Planned Developments are powerful tools. In larger cities, incremental increases may spread across a broad geography.
In Harbor Springs, incremental increases compound quickly. A handful of approvals on key sites could shift density, infrastructure demand, and character in ways that cannot be undone. This is not anti-growth. It is proportional planning.
The smaller the city, the more precise the planning must be.
Dear friends,
Harbor Springs is 1.3 square miles.
That simple fact guides every land use decision we make.
We are not a regional city and we are not a township. We are a compact, historic, waterfront resort community with year-round residents, seasonal homeowners, businesses, retirees, families, and visitors—all within a very small physical footprint.
That reality requires a unique approach. We already allow accessory dwelling units and duplexes in certain districts.
Housing choice exists here. The question is not whether flexibility is possible—it is how much additional flexibility is responsible land use through Planned Developments, and what that flexibility means for the Harbor Springs community.
Not every parcel is the same. Small parcels are woven into established neighborhoods. Others are larger tracts that represent the last significant redevelopment opportunities in Harbor Springs. The future use of these larger parcels as well as reconfigured smaller parcels in existing neighborhoods will shape our community for generations.
Applying the same flexible Planned Development tool to every parcel, regardless of size, location, infrastructure capacity, or neighborhood context, ignores real and inherent differences between properties. Planned Developments does not mean identical treatment—it means recognizing differences responsibly.

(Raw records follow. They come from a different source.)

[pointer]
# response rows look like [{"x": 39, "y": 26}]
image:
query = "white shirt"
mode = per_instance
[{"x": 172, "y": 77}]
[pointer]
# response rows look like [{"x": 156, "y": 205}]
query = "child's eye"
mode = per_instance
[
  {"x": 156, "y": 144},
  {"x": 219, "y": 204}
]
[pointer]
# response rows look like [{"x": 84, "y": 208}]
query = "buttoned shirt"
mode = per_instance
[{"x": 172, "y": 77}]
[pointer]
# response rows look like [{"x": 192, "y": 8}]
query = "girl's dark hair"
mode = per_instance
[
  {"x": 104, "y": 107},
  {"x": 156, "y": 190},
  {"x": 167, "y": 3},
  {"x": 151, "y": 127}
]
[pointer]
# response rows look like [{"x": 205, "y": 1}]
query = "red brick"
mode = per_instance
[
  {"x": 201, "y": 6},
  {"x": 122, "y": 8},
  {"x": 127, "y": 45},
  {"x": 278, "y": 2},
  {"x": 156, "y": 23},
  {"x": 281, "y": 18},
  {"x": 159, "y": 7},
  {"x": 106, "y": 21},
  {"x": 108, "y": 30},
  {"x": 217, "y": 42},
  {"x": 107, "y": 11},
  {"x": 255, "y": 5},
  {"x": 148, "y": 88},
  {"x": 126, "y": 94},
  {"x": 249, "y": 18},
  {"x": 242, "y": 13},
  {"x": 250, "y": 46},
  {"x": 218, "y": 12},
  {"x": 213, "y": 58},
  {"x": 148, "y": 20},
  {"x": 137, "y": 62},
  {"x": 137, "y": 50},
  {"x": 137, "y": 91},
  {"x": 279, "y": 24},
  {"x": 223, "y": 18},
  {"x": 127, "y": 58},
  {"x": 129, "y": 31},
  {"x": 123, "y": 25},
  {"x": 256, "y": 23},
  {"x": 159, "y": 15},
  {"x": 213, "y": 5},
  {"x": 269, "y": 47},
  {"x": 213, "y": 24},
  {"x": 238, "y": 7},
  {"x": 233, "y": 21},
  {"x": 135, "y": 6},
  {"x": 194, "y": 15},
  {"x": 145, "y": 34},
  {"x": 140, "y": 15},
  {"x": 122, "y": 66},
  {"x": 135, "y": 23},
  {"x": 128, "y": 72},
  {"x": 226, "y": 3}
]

Large parcels carry greater cumulative impacts: more traffic, more demand on infrastructure, greater visual scale, higher population intensity, and long-term shifts in character. Once those decisions are made, they cannot be undone.
Voters Importance
We must also be aware that the defeat of Ordinance 439 at the ballot box reinforced a clear message from the community: development density matters, and voters want a direct voice in deciding it. Whether one supported or opposed Ordinance 439, the outcome provided guidance. It signaled caution about increasing density and changing the scale of development in Harbor Springs. How we uphold that voter guidance is an important factor now.
If the community has said no to broader density increases, then we must carefully examine whether the use of Planned Developments reintroduced density incrementally. Even well-intentioned flexibility can feel like an end-run around a public decision if it produces outcomes similar to what was rejected. Public trust depends not only on legal authority of the Planning Commission but an alignment with voter intent.

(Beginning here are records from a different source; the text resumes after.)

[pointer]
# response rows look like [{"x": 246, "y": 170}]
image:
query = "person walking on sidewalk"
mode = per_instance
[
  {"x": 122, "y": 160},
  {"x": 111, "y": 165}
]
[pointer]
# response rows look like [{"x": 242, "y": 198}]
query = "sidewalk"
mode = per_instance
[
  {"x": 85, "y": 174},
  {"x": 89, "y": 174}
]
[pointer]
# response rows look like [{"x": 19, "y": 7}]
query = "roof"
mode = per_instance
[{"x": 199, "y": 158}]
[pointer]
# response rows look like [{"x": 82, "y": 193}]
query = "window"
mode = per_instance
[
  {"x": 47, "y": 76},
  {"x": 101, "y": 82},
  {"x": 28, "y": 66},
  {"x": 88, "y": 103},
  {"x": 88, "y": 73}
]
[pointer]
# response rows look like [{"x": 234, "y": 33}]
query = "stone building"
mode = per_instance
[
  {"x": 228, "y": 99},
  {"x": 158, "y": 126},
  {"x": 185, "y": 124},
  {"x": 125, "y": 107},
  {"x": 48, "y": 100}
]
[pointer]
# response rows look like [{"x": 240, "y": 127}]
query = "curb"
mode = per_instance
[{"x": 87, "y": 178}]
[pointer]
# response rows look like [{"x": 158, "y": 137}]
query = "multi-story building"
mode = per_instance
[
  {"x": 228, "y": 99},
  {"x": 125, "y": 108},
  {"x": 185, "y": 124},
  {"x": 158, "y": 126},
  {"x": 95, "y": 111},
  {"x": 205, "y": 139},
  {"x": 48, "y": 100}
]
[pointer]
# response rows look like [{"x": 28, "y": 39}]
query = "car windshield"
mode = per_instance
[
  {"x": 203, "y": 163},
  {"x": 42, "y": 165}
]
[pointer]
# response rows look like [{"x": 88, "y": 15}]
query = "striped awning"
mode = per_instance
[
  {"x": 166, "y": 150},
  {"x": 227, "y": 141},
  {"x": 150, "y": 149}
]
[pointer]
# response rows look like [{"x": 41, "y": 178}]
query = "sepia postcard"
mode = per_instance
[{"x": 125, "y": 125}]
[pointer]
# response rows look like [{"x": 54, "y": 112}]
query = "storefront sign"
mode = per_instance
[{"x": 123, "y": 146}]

We also hear, rightly, about multigenerational housing and aging in place. Every generation has different needs. Older residents may want smaller homes. Families may need moderate-scale housing. Seasonal residents increase peak demand. Investors respond to opportunity. The zoning code must distinguish between these realities. Not all growth is the same, and not all impacts are equal.

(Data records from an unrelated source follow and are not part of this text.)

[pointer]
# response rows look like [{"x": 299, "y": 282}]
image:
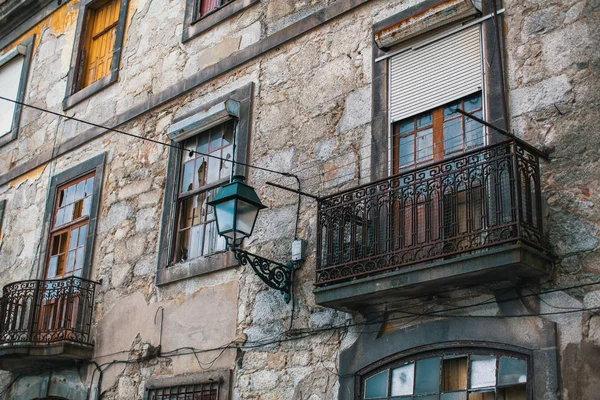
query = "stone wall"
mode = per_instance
[{"x": 311, "y": 113}]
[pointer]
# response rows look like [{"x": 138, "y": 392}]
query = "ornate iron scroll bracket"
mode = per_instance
[{"x": 276, "y": 275}]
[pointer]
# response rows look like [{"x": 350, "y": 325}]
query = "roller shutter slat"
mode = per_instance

Looking backward matters because Harbor Springs has evolved carefully over decades. Looking forward matters even more because the decisions we make on the remaining larger parcels and incremental changes within smaller parcels will define our scale permanently.
Planned Developments are powerful tools. In larger cities, incremental increases may spread across a broad geography. In Harbor Springs, incremental increases compound quickly. A handful of approvals on key sites could shift density, infrastructure demand, and character in ways that cannot be undone. This is not anti-growth. It is proportional planning. The smaller the city, the more precise the planning must be.
Harbor Springs is a historic waterfront community in a tourism-driven market with limited infrastructure and a land base that is fully defined. Our peak seasonal population already exceeds our year-round census. That combination is rare, and our zoning response should reflect that reality.
When considering the future of larger parcels, clear density expectations in advance, tie any deviation to measurable public benefit, evaluate infrastructure capacity first, and consider cumulative impacts, not just project-by-project impacts matters to our voters, neighborhoods and our land owners.
Every generation deserves thoughtful planning. Thoughtful planning in Harbor Springs must be precise, transparent, and grounded in who we actually are—and in what our voters have clearly expressed.
Because we are small.
Because we are built out.
Because we serve many competing interests within 1.3 square miles.
Because a few remaining parcels and changes within existing neighborhoods will determine our long-term identity.
And because the ballot box has already spoken on density.
Looking back reminds us how carefully this community has been shaped. Looking forward requires equal care—and respect for voter guidance—as we decide what comes next.